Important considerations include:

  1. Permanent product innovations, such as prototype upgrades and line extensions.
  2. Strengthening brand presence through strategic distribution.
  3. Renewed communication efforts to highlight innovation and persuade target audiences.
  4. Adjusting pricing (up or down) to maintain brand distinction.
  5. Adjusting or restructuring the brand portfolio.
  6. Protecting sources of brand equity from competition and imitation.

Brand Development & Stretch: Expanding Reach

This involves both physical aspects (form, design, experience) and intangible aspects (benefits, personality, values). Consider Core Brand Facets for disruptive stretch and Peripheral Brand Facets for incremental stretch.

Brand Rejuvenation: Revitalizing for Growth

The revitalization of brands always starts with a major work of internal rejuvenation. Revitalizations and revivals are based on updating the brand’s overall offering while staying true to its core identity. Revival means aiming at a new growth market. The brand must find new relevance and differentiation.

Redefining Brand Essence: Seven Key Strategies
  1. Revitalizing through new uses or applications.
  2. Revitalizing through changes in distribution channels.
  3. Revitalizing through product or service innovations.
  4. Revitalizing through targeted market segmentation.
  5. Revitalizing by engaging with opinion leaders and influencers.
  6. Revitalizing through comprehensive 360-degree communications.
  7. Changing the underlying business model.

“Recreating a consistent flow of sales, putting the brand back to life.” (Kapferer, 2012)

“Sleeping Beauties”: Untapped Brand Potential

These are brands whose names still evoke resonance in our memory. There are good reasons for that. As assets, these brands are still endowed with significant brand awareness, attributes, and beliefs. It is often less costly to build upon these existing premises than to start from scratch.

“Brands that are no longer active on the market but which retain potential brand equity because of the brand’s heritage.” (Dion and Mazzalovo, 2016, p.1)

Reinterpreting Brand Features for Revival

Identify positive aesthetic and symbolic brand associations, including:

  • Product: Design, technology, and know-how.
  • History/Heritage:
    • People: Founder, iconic clients, historic personalities.
    • Places: Original locations, town/country of origin.
    • Historical Events: Significant moments in the brand’s past.
    • Competitors: Past competitors who are now market leaders.

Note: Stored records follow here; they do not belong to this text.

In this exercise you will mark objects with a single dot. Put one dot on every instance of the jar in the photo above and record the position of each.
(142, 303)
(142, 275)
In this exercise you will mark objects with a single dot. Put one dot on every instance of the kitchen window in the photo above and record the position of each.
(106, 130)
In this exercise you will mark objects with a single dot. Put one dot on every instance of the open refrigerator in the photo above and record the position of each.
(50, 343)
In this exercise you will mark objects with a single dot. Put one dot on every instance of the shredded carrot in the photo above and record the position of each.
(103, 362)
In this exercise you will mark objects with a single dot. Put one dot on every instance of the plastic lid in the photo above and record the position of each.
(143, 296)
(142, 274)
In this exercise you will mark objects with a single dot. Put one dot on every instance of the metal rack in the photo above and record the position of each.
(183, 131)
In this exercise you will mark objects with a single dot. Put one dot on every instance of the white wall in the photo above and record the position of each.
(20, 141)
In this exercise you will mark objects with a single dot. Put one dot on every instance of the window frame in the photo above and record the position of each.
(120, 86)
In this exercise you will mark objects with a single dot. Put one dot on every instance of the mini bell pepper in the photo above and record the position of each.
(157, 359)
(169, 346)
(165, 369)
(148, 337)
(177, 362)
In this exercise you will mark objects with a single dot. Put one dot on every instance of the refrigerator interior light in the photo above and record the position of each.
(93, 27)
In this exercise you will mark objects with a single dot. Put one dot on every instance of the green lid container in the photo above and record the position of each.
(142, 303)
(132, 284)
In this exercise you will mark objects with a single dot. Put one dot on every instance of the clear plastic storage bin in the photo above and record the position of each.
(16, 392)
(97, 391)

Leveraging Brand Heritage for Modern Relevance

  • Identify the Arcadia: The idealized collective memory of the past (Brown et al., 2003).
  • Define the Allegory: The stories, narratives, and metaphors that demonstrate how the brand symbolizes that past.
  • Authenticate the brand’s heritage: Ensure the brand’s history and its rearticulation feel true and real, often by displaying collected evidence and securing approvals from publicly recognized cultural intermediaries.